Motorway founder Tom Leathes explains how failure, persistence and a new business model helped build a billion-dollar car marketplace

Tom Leathes, Motorway founder
Tom Leathes, Motorway founder [Image: Motorway]

Motorway's founder, Tom Leathes is a serial entrepreneur and has guided the company to unicorn status (a company that is worth more than $1bn). It’s one of a crop of businesses that have emerged in the past decade, trying to bring the way we sell used cars into the digital era, along with Cazoo and Cinch.

Leathes studied geography at university and was all set to take up a graduate position at an investment bank. But then he got a job at a start-up called Future Forests, which was in the carbon off-setting space. It was chaotic and a lot less well-paid – but he was hooked.

He went on set up more than five companies himself, each time with the help of two co-founders who remain his best friends, Alex Buttle and Harry Jones.

These companies all involved setting up digital marketplaces for products and services like personal finance, domestic broadband and “a kind of RightMove for office space”.

The businesses were all bootstrapped and this taught Leathes to be brutal with his start-up ideas, he explains. Getting external funding too early, he warns, can in fact come with dangers – it can lock you into an idea. You can persevere with it too long.

Indeed, Leathes has one failed business behind him, which was backed by early investment. Top 10 aggregated popular products and events online and then became a marketplace for them. It pivoted into the hotels space but when hotel chains finally embraced online bookings, his idea faltered.

This failure, on the back of a string of successful exits, knocked his confidence on a personal level, he explains, but it also taught him valuable lessons that have made him a stronger leader.

He learned that it is possible to “fail well”, treating your employees and investors as best you can, so they will help you again in the future.

And on a more fundamental level, he found this: "You have sleepless nights, it's hard [when a business fails] but it's fine, the downside risks are not as bad as you think, it's good for people to know that."

Once you’ve experienced the reality of failure in business, the idea of it, perhaps, doesn’t have to haunt you so much anymore. That can feel liberating – you’ve been through the worst.

Leathes also shares another key business lesson he has learned on his journey: "If you are going to try and take on the incumbents in a large space [say in hotels] you don't try and build a nicer version of Expedia, you have to build Airbnb, you have to rethink how the market works."

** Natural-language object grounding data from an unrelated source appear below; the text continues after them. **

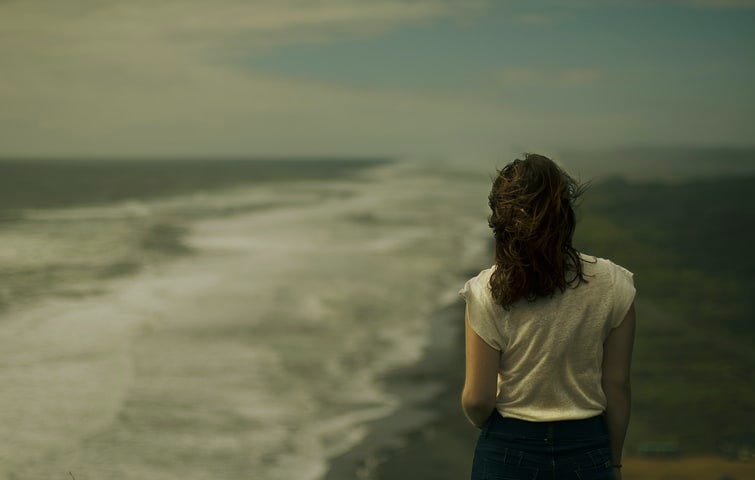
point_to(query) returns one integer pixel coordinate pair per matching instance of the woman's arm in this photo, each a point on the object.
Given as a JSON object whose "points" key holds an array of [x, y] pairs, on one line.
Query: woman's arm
{"points": [[617, 360], [480, 383]]}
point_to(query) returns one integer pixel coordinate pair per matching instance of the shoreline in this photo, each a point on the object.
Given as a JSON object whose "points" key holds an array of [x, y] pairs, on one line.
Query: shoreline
{"points": [[428, 437]]}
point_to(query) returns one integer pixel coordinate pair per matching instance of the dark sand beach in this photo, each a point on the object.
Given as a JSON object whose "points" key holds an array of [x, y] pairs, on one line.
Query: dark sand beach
{"points": [[428, 437]]}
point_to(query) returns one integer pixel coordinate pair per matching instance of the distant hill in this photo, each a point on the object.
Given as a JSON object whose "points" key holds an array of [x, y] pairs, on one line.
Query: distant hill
{"points": [[689, 244], [671, 164]]}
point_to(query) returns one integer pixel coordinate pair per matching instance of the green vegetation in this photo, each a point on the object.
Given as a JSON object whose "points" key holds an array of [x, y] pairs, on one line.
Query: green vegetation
{"points": [[689, 247]]}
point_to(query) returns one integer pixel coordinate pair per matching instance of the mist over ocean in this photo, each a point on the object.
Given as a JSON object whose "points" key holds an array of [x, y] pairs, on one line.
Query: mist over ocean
{"points": [[238, 331]]}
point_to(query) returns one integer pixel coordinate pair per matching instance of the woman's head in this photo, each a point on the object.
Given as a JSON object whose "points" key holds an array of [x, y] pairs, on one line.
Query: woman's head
{"points": [[532, 217]]}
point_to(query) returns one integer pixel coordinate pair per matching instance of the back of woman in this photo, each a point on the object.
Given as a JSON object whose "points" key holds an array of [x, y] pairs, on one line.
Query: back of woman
{"points": [[549, 338]]}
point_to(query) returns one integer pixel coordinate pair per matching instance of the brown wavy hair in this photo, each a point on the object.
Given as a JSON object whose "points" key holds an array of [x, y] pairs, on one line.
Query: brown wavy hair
{"points": [[532, 203]]}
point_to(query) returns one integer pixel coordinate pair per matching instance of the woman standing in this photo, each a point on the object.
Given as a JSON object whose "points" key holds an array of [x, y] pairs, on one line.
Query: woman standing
{"points": [[549, 335]]}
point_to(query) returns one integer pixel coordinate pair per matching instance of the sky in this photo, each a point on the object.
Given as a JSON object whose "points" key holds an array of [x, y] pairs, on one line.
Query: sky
{"points": [[372, 77]]}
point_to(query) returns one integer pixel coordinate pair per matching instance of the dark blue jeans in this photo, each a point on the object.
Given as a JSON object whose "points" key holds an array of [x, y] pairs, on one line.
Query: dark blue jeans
{"points": [[512, 449]]}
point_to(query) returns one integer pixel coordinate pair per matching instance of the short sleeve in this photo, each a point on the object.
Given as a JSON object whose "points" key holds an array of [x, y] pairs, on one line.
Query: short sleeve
{"points": [[623, 294], [480, 311]]}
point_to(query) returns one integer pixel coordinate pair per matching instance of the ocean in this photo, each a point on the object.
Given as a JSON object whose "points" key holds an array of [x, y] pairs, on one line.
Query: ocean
{"points": [[212, 322]]}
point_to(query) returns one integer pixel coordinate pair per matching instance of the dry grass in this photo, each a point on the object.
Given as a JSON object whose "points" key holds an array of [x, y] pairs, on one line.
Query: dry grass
{"points": [[687, 468]]}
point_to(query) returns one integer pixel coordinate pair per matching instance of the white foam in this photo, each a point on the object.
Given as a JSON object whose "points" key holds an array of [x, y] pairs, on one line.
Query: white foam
{"points": [[257, 357]]}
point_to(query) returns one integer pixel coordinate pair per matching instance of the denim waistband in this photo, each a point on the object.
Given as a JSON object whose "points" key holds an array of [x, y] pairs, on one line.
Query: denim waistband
{"points": [[563, 429]]}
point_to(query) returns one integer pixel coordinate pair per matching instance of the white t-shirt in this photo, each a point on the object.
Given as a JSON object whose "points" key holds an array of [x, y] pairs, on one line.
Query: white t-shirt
{"points": [[552, 348]]}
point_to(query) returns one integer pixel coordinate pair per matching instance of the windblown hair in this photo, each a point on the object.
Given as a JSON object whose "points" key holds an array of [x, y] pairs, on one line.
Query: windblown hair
{"points": [[532, 203]]}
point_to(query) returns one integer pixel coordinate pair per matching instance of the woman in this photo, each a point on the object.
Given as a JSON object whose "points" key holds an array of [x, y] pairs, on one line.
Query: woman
{"points": [[549, 335]]}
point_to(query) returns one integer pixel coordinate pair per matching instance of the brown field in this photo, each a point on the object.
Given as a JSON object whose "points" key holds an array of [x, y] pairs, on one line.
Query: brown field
{"points": [[688, 468]]}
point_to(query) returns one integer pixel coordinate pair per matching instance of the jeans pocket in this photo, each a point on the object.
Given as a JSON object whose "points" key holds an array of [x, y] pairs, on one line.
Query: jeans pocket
{"points": [[507, 465], [594, 465]]}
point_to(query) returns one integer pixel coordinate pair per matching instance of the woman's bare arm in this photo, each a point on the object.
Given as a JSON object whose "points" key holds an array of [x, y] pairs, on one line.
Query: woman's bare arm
{"points": [[617, 361], [480, 383]]}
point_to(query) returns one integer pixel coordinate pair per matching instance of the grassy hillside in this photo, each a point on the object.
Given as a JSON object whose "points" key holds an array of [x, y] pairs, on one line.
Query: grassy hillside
{"points": [[689, 247]]}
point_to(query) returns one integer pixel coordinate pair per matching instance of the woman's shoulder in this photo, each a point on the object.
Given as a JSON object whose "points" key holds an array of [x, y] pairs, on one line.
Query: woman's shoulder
{"points": [[478, 284], [593, 265]]}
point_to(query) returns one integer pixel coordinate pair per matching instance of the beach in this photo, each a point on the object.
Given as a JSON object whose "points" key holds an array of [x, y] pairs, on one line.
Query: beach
{"points": [[304, 323], [248, 331]]}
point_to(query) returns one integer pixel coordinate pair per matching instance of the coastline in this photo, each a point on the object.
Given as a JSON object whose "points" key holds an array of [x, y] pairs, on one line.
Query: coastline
{"points": [[428, 437]]}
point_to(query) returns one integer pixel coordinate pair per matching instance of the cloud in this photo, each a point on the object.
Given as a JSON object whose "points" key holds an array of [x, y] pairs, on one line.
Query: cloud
{"points": [[143, 77], [551, 77]]}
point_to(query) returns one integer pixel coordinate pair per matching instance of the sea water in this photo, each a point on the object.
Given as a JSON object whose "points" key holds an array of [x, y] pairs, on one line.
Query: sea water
{"points": [[228, 334]]}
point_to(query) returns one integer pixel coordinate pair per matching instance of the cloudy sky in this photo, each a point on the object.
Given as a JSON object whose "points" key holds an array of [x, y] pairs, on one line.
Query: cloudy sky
{"points": [[375, 77]]}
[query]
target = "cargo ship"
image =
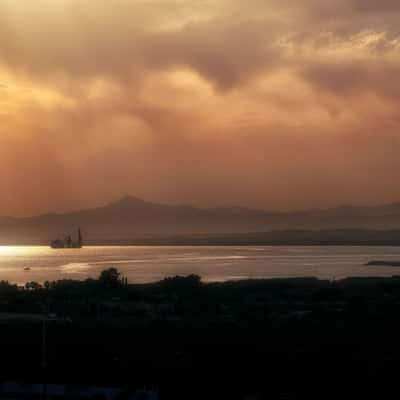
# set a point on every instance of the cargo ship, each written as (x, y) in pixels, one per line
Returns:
(67, 242)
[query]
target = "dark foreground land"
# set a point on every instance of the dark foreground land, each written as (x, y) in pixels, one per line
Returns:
(274, 339)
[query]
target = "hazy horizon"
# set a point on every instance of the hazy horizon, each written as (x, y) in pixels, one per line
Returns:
(276, 105)
(227, 206)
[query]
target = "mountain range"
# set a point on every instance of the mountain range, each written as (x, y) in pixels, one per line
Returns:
(131, 220)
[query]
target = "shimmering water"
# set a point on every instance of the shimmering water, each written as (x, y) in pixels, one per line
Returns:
(149, 263)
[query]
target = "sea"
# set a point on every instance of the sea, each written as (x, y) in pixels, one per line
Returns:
(141, 264)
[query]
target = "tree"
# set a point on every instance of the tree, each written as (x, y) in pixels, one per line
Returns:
(110, 277)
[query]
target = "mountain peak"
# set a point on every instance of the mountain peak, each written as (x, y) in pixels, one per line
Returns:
(128, 201)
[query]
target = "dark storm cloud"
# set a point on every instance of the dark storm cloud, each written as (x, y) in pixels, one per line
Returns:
(280, 104)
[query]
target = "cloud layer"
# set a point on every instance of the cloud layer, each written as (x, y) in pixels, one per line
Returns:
(280, 104)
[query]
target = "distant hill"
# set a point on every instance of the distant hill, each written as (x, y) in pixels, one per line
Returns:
(131, 219)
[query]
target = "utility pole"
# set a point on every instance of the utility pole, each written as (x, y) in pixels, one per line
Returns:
(44, 356)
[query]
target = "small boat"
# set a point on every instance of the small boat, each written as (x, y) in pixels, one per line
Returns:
(67, 242)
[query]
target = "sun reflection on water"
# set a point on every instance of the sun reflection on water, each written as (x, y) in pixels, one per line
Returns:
(20, 250)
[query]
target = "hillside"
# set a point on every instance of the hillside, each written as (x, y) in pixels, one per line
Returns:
(131, 218)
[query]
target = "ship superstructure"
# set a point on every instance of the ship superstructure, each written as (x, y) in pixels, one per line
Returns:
(68, 242)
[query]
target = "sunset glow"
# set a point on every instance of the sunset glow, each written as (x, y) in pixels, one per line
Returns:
(275, 105)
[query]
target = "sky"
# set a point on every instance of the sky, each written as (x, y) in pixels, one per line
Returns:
(273, 104)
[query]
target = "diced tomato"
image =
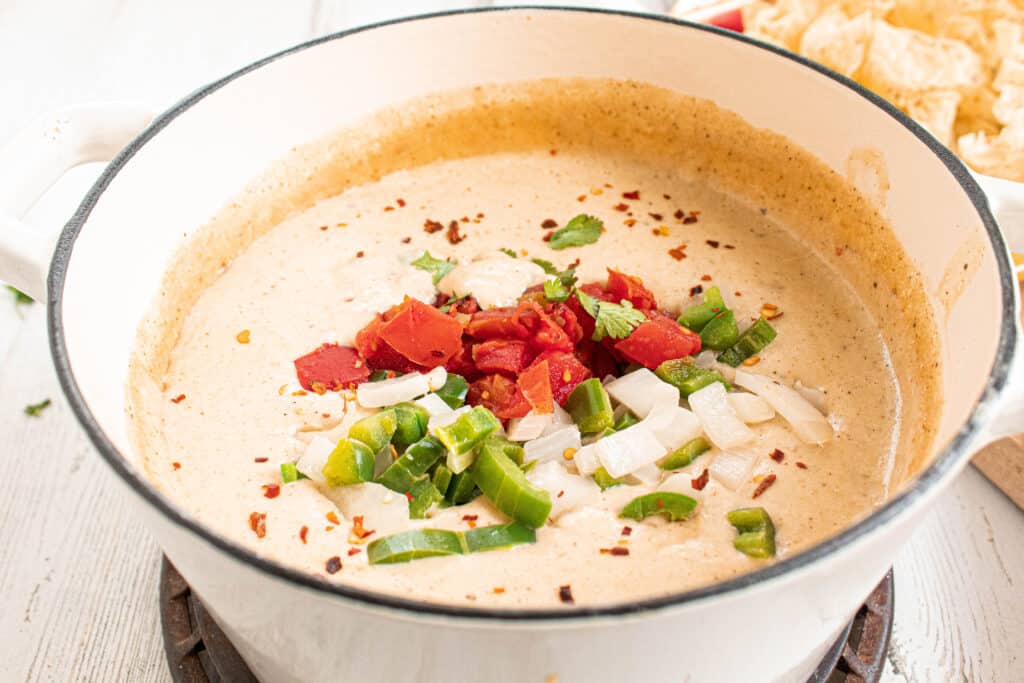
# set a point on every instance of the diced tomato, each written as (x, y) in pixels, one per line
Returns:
(332, 367)
(379, 353)
(657, 340)
(631, 289)
(509, 356)
(535, 383)
(564, 372)
(500, 395)
(423, 334)
(497, 324)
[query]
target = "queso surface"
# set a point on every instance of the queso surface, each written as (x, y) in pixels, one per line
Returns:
(215, 423)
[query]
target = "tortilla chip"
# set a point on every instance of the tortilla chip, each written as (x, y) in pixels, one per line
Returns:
(838, 41)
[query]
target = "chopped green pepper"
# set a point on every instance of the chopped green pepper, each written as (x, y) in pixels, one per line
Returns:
(756, 531)
(411, 423)
(423, 495)
(454, 391)
(498, 537)
(685, 454)
(375, 430)
(590, 407)
(420, 457)
(415, 544)
(686, 376)
(675, 507)
(721, 332)
(697, 315)
(754, 339)
(605, 480)
(350, 462)
(505, 484)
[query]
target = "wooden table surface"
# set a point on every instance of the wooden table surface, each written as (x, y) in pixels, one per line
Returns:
(78, 573)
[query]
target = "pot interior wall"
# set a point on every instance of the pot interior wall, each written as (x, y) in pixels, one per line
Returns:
(178, 180)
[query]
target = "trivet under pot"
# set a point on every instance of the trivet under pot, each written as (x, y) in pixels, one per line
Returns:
(198, 651)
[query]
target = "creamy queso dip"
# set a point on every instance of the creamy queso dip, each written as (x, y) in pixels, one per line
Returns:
(216, 407)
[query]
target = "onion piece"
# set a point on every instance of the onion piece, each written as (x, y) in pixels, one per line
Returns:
(528, 427)
(394, 390)
(313, 459)
(434, 404)
(720, 422)
(629, 450)
(673, 426)
(809, 424)
(751, 408)
(553, 445)
(567, 491)
(641, 390)
(732, 468)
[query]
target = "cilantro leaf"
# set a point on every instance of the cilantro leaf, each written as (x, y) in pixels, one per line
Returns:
(611, 319)
(19, 296)
(434, 266)
(33, 410)
(555, 291)
(582, 229)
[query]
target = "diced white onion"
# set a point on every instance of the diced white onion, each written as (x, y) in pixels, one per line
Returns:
(751, 408)
(629, 450)
(434, 404)
(528, 427)
(720, 422)
(567, 491)
(673, 425)
(394, 390)
(641, 390)
(732, 468)
(444, 419)
(809, 424)
(553, 445)
(313, 459)
(587, 460)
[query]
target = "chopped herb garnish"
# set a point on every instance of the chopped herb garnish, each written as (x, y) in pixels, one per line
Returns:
(34, 410)
(19, 296)
(611, 319)
(434, 266)
(582, 229)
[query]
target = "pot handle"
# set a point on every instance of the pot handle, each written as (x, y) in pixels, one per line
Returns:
(1006, 199)
(35, 159)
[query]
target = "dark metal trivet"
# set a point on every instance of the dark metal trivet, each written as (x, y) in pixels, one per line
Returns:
(198, 651)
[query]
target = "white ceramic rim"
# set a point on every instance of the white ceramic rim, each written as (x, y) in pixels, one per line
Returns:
(945, 462)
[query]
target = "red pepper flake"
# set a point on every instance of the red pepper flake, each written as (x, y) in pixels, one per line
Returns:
(257, 522)
(765, 483)
(453, 232)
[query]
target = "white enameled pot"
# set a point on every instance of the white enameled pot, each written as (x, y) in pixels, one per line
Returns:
(177, 170)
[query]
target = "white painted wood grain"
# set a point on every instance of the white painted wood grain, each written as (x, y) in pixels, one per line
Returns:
(78, 575)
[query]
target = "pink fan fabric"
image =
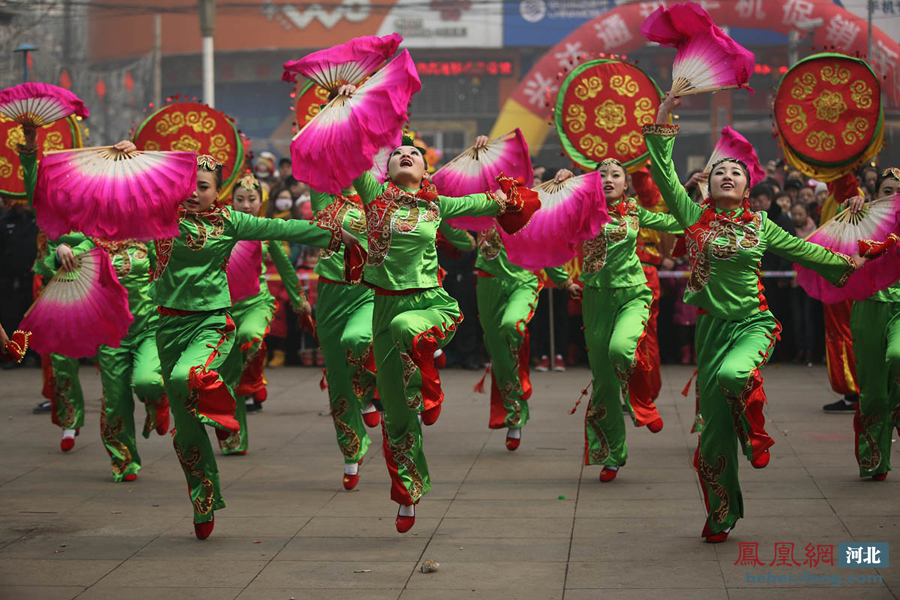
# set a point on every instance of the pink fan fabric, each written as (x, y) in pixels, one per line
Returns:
(341, 141)
(875, 275)
(731, 144)
(690, 29)
(39, 104)
(80, 190)
(349, 63)
(570, 215)
(244, 269)
(77, 328)
(508, 156)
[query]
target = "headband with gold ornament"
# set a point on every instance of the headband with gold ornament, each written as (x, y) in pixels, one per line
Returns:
(893, 172)
(208, 163)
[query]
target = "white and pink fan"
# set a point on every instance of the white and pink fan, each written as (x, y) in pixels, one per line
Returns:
(38, 104)
(244, 269)
(350, 63)
(80, 311)
(876, 221)
(476, 171)
(115, 195)
(341, 141)
(707, 60)
(731, 144)
(571, 212)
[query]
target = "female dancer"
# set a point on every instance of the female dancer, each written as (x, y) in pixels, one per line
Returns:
(616, 308)
(413, 316)
(196, 332)
(344, 317)
(133, 367)
(253, 315)
(875, 324)
(507, 298)
(62, 386)
(735, 330)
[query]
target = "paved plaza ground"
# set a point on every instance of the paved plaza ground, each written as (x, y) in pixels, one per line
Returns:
(529, 525)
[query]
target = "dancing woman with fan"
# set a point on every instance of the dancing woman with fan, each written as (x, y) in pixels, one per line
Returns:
(413, 316)
(64, 387)
(507, 296)
(735, 330)
(253, 314)
(196, 332)
(875, 325)
(616, 307)
(344, 320)
(133, 367)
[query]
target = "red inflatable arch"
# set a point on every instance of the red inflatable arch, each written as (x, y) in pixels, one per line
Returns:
(618, 31)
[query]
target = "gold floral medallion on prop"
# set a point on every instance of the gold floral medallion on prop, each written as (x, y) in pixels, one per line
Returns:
(195, 127)
(829, 116)
(63, 134)
(600, 108)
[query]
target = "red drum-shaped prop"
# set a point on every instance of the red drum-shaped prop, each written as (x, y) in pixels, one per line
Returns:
(600, 109)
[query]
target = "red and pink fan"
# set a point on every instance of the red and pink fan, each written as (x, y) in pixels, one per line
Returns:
(342, 140)
(707, 60)
(571, 212)
(80, 311)
(104, 192)
(244, 269)
(876, 221)
(38, 104)
(476, 171)
(350, 63)
(731, 144)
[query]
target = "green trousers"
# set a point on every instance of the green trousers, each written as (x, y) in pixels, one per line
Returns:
(344, 323)
(407, 330)
(67, 403)
(614, 321)
(251, 318)
(505, 307)
(129, 370)
(196, 360)
(876, 343)
(729, 357)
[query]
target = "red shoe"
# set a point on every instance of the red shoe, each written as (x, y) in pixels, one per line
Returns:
(404, 524)
(372, 419)
(162, 417)
(761, 461)
(717, 538)
(430, 416)
(607, 475)
(202, 530)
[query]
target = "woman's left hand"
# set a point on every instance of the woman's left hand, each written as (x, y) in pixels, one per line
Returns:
(562, 175)
(66, 258)
(855, 204)
(126, 146)
(348, 238)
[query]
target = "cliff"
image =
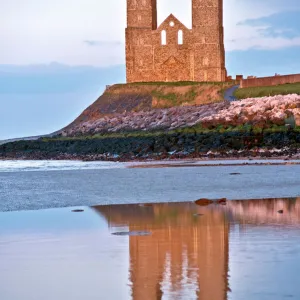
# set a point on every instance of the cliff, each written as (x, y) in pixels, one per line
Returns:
(135, 97)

This is what Leathes and his co-founders did with Motorway, which they founded in 2017. The platform handled £2.2bn worth of transactions in 2023, helping customers sell their second-hand vehicles, with the help of an app on their phone, to a network of more than 5,000 verified car dealers.

While Cazoo has hit problems, Leathes explains why Motorway’s different business model makes him confident about the company’s future. He remains tight-lipped about any future IPO, saying the ambition for all UK businesses should be to get better at leveraging our native talent to build global success stories – “an issue beyond our stock exchange”.